Bundled ingestion virtual environments
UI and scheduled ingestion run datahub ingest in pre-built venvs under DATAHUB_BUNDLED_VENV_PATH (default /opt/datahub/venvs). Each connector uses a {plugin}-bundled path; optional named groups install once into {label}-venv and symlink member plugins there.
The executor uses those installs when the run targets the bundled CLI version (aligned with BUNDLED_CLI_VERSION). Connector installs are baked at image build time—runtime env vars alone do not add new venvs.
Core (datahub-actions) vs Cloud (datahub-executor)
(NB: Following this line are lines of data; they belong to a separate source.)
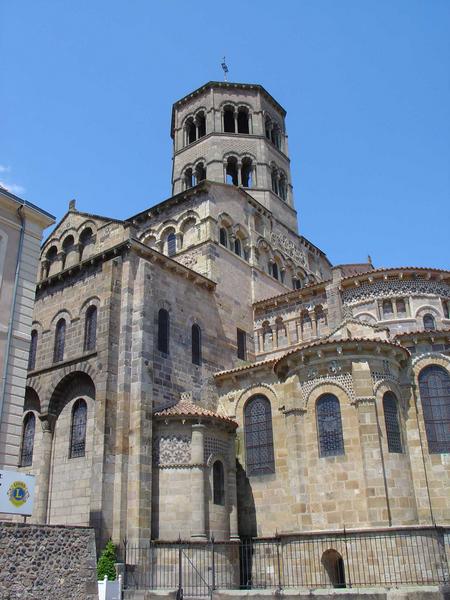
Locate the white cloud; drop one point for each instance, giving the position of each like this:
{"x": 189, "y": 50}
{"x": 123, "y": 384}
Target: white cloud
{"x": 12, "y": 187}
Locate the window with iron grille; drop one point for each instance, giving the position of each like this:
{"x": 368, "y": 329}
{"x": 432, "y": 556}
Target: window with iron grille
{"x": 163, "y": 331}
{"x": 329, "y": 426}
{"x": 33, "y": 350}
{"x": 60, "y": 337}
{"x": 90, "y": 328}
{"x": 171, "y": 244}
{"x": 26, "y": 453}
{"x": 78, "y": 429}
{"x": 218, "y": 483}
{"x": 259, "y": 455}
{"x": 434, "y": 386}
{"x": 390, "y": 408}
{"x": 241, "y": 344}
{"x": 196, "y": 345}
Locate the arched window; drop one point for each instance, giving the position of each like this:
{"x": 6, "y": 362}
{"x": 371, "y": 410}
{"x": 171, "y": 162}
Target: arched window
{"x": 434, "y": 386}
{"x": 171, "y": 244}
{"x": 200, "y": 172}
{"x": 275, "y": 273}
{"x": 274, "y": 177}
{"x": 90, "y": 328}
{"x": 228, "y": 119}
{"x": 231, "y": 171}
{"x": 190, "y": 131}
{"x": 60, "y": 338}
{"x": 387, "y": 309}
{"x": 218, "y": 483}
{"x": 33, "y": 350}
{"x": 243, "y": 120}
{"x": 78, "y": 429}
{"x": 201, "y": 124}
{"x": 163, "y": 331}
{"x": 329, "y": 426}
{"x": 196, "y": 345}
{"x": 334, "y": 566}
{"x": 390, "y": 409}
{"x": 188, "y": 179}
{"x": 428, "y": 322}
{"x": 86, "y": 239}
{"x": 258, "y": 436}
{"x": 282, "y": 189}
{"x": 246, "y": 172}
{"x": 26, "y": 452}
{"x": 223, "y": 237}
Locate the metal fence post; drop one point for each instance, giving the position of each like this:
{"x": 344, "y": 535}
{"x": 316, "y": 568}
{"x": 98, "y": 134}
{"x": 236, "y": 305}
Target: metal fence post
{"x": 180, "y": 571}
{"x": 213, "y": 565}
{"x": 346, "y": 559}
{"x": 125, "y": 575}
{"x": 277, "y": 541}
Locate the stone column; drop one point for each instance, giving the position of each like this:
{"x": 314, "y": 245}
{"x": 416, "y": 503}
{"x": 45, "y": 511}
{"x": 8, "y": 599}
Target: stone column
{"x": 232, "y": 493}
{"x": 198, "y": 523}
{"x": 43, "y": 475}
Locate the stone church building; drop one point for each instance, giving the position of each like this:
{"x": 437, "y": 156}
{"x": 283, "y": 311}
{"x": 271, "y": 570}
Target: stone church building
{"x": 201, "y": 368}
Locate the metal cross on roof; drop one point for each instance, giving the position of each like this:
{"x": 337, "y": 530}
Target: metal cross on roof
{"x": 225, "y": 69}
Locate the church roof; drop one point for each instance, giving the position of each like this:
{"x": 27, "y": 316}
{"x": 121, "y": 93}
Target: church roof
{"x": 187, "y": 408}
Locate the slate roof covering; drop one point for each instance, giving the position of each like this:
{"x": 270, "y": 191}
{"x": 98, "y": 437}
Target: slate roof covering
{"x": 381, "y": 270}
{"x": 187, "y": 408}
{"x": 246, "y": 367}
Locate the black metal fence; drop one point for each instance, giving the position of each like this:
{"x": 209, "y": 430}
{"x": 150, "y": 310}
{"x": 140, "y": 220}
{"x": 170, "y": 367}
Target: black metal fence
{"x": 385, "y": 558}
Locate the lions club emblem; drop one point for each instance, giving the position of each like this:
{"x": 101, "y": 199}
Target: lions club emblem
{"x": 18, "y": 493}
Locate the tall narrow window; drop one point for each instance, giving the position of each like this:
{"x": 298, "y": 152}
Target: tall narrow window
{"x": 390, "y": 408}
{"x": 218, "y": 483}
{"x": 78, "y": 429}
{"x": 33, "y": 350}
{"x": 60, "y": 338}
{"x": 196, "y": 345}
{"x": 329, "y": 426}
{"x": 223, "y": 234}
{"x": 259, "y": 455}
{"x": 428, "y": 322}
{"x": 90, "y": 328}
{"x": 171, "y": 244}
{"x": 241, "y": 344}
{"x": 434, "y": 386}
{"x": 228, "y": 119}
{"x": 388, "y": 311}
{"x": 26, "y": 453}
{"x": 163, "y": 331}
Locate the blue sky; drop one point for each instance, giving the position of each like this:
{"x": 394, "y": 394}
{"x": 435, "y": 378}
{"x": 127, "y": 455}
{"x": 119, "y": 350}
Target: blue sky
{"x": 87, "y": 87}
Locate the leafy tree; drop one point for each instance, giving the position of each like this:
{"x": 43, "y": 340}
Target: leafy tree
{"x": 105, "y": 564}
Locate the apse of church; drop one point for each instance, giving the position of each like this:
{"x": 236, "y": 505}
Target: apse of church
{"x": 202, "y": 369}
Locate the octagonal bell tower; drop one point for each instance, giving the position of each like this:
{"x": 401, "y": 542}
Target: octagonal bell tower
{"x": 234, "y": 133}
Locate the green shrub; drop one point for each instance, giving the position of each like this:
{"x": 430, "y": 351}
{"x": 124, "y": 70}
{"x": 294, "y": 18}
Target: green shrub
{"x": 105, "y": 564}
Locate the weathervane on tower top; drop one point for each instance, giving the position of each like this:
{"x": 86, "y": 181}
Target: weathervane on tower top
{"x": 225, "y": 69}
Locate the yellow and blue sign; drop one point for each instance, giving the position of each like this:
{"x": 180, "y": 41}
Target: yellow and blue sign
{"x": 16, "y": 492}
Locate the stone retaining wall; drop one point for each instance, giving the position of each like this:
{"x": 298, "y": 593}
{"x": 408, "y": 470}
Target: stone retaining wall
{"x": 39, "y": 562}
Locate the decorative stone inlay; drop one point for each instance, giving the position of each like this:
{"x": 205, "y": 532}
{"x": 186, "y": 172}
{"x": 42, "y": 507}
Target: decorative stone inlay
{"x": 288, "y": 247}
{"x": 344, "y": 380}
{"x": 171, "y": 450}
{"x": 187, "y": 260}
{"x": 215, "y": 446}
{"x": 381, "y": 288}
{"x": 387, "y": 375}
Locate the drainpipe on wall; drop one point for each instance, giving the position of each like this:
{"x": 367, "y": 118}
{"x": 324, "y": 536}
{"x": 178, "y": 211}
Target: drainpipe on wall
{"x": 13, "y": 309}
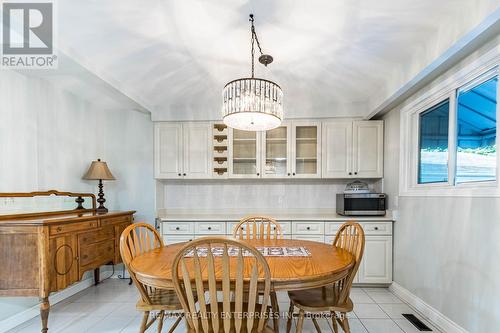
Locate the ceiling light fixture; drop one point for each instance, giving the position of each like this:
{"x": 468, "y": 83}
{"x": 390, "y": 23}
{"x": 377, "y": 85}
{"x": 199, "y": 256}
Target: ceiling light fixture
{"x": 253, "y": 104}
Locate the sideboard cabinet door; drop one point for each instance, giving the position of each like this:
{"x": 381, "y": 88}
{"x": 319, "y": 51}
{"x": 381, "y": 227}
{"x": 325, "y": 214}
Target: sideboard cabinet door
{"x": 63, "y": 261}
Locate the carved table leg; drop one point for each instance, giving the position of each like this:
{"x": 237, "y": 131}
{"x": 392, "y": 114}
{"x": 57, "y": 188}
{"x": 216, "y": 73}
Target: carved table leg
{"x": 44, "y": 313}
{"x": 96, "y": 276}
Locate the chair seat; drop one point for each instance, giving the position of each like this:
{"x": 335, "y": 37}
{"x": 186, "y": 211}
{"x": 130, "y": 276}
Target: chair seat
{"x": 161, "y": 299}
{"x": 258, "y": 308}
{"x": 319, "y": 299}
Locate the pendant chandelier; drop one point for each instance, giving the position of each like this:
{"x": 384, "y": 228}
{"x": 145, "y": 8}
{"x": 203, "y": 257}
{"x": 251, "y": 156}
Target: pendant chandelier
{"x": 253, "y": 104}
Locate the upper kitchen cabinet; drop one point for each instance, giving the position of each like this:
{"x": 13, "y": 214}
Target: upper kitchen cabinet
{"x": 244, "y": 154}
{"x": 276, "y": 153}
{"x": 368, "y": 149}
{"x": 183, "y": 150}
{"x": 306, "y": 149}
{"x": 353, "y": 149}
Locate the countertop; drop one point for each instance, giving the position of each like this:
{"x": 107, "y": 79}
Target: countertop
{"x": 176, "y": 215}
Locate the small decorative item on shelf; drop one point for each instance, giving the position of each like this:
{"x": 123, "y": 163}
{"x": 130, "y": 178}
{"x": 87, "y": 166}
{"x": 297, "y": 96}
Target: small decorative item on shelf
{"x": 99, "y": 170}
{"x": 220, "y": 150}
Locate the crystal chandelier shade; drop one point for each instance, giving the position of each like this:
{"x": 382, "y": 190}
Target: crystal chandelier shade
{"x": 253, "y": 104}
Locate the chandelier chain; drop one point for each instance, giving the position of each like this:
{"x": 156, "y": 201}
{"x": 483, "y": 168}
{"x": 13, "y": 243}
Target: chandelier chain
{"x": 254, "y": 39}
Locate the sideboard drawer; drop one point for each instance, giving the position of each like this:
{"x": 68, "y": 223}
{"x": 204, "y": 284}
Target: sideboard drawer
{"x": 97, "y": 236}
{"x": 72, "y": 227}
{"x": 207, "y": 228}
{"x": 178, "y": 228}
{"x": 377, "y": 228}
{"x": 313, "y": 227}
{"x": 116, "y": 220}
{"x": 102, "y": 252}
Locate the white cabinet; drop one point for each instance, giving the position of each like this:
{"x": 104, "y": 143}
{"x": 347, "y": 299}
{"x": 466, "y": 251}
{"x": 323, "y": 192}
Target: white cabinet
{"x": 368, "y": 149}
{"x": 168, "y": 150}
{"x": 337, "y": 149}
{"x": 353, "y": 149}
{"x": 376, "y": 265}
{"x": 276, "y": 152}
{"x": 306, "y": 149}
{"x": 244, "y": 154}
{"x": 183, "y": 150}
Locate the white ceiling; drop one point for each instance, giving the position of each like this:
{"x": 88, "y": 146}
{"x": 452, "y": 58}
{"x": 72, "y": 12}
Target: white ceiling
{"x": 332, "y": 57}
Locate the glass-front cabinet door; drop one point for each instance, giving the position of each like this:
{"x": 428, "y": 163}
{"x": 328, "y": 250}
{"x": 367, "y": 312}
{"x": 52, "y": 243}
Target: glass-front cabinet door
{"x": 276, "y": 153}
{"x": 306, "y": 159}
{"x": 244, "y": 154}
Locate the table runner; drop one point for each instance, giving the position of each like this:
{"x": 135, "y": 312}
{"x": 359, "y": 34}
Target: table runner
{"x": 267, "y": 251}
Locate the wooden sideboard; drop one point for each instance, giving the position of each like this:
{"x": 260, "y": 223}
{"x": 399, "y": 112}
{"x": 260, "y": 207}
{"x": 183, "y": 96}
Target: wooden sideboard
{"x": 42, "y": 253}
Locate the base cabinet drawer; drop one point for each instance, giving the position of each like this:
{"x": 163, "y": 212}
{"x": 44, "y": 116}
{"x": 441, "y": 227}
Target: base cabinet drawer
{"x": 313, "y": 227}
{"x": 376, "y": 265}
{"x": 210, "y": 228}
{"x": 314, "y": 238}
{"x": 178, "y": 228}
{"x": 174, "y": 239}
{"x": 285, "y": 227}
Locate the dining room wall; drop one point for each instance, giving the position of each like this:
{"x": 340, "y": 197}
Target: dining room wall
{"x": 446, "y": 248}
{"x": 48, "y": 137}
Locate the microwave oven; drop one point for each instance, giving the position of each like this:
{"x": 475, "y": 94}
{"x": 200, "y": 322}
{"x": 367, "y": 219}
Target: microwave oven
{"x": 361, "y": 204}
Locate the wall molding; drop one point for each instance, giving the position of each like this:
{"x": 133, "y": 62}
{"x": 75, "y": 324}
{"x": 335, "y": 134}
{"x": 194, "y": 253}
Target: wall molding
{"x": 438, "y": 319}
{"x": 24, "y": 316}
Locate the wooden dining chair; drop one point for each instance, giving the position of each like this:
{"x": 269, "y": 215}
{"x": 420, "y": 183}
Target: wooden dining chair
{"x": 261, "y": 227}
{"x": 333, "y": 298}
{"x": 135, "y": 240}
{"x": 257, "y": 227}
{"x": 237, "y": 273}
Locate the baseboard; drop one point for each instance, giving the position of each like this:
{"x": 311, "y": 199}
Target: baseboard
{"x": 438, "y": 319}
{"x": 20, "y": 318}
| Offering | Image (typical) | Role |
|---|---|---|
| DataHub Core | acryldata/datahub-actions | Executor for UI / scheduled ingestion |
| DataHub Cloud | datahub-executor (your registry) | Remote Executor |
Same layout and env contract; only the image name changes. Full and slim datahub-actions tags ship /opt/datahub/bundled-venv-build/ (builder scripts + constraints.txt) so you can extend from the base image without cloning the repo. Remote Executor images may ship the same path; if not, see No builder directory in the image.
Variables
Used by build_bundled_venvs_unified.sh / .py. Published datahub-actions images also set matching ENV values (path, plugin lists, BUNDLED_CLI_VERSION, BUNDLED_VENV_SLIM_MODE) so FROM inherits them.
| Variable | Meaning |
|---|---|
BUNDLED_VENV_PLUGINS | Every plugin that gets a {plugin}-bundled path (comma-separated). |
BUNDLED_VENV_PLUGINS_<suffix> | Plugins sharing one install → {suffix_lower}-venv (e.g. COMMON → common-venv). |
BUNDLED_CLI_VERSION | Required by the shell wrapper. With /metadata-ingestion in the image, installs are editable; still must be set. PyPI-only builds need the real acryl-datahub version. |
BUNDLED_VENV_SLIM_MODE | true uses -slim extras where applicable and checks PySpark is absent in slim builds. |
DATAHUB_BUNDLED_VENV_PATH | Root for venvs (default /opt/datahub/venvs). |
Each plugin appears once across groups or as a singleton; group lists ⊆ BUNDLED_VENV_PLUGINS. More detail lives in the repo at docker/snippets/ingestion/README.md (bundled venv builder configuration).
Extend a published image
Tags look like v1.6.0-slim (slim) or v1.6.0 / v1.6.0-full (full—names vary by registry). Append plugins by overriding ENV, then RUN the builder:
FROM acryldata/datahub-actions:v1.6.0-slim
USER root
ENV BUNDLED_VENV_PLUGINS="${BUNDLED_VENV_PLUGINS},mysql,snowflake"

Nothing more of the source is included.